In 2018, an agreement was signed with a Korean firm Hae Joo to create a breeding ground for coral reefs in the form of an underwater artificial reef farm, the largest of its kind in the Gulf, to be located in Wilayat Al Suwaiq. The Suwaiq Marine Farm Artificial Reef Complex project was valued at RO 2.65 million and would be beneficial to the local fishermen as well as promote eco-tourism and is expected to be completed this year.
The Ministry of Agriculture,Fisheries and Water Resources won the top prize at the Arab Scientific Society Organization Award ceremony held at Doha for the best project in the Arab world in the field of environment in 2020.They won amongst a total of 90 projects submitted from 13 Arab countries.
This year an agreement was signed to implement the second phase of an industrial coral reef project in the wilayat of Sur to increase the fish stock in the Sultanate.

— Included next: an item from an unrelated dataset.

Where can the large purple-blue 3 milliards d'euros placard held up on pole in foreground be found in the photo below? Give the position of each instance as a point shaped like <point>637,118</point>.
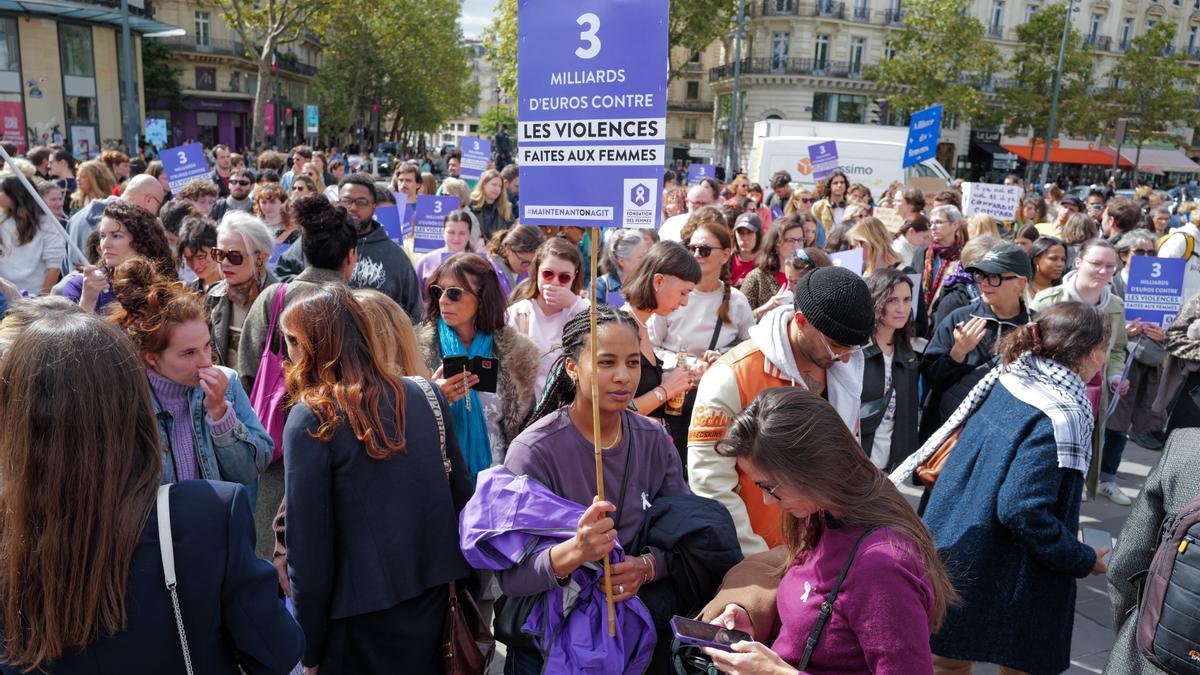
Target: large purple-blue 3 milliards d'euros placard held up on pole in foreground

With the help of the various policies by the government as well as the initiatives by individuals in Oman, the Ministry of Agriculture, Fisheries and Water Resources have implemented large scale artificial reef projects in 14 wilayats, with a total of 13,906 artificial reefs between the years 2003 and 2019.This has reinforced their commitment towards the UN Sustainable Development Goals, in particular SDG 14-Life under water.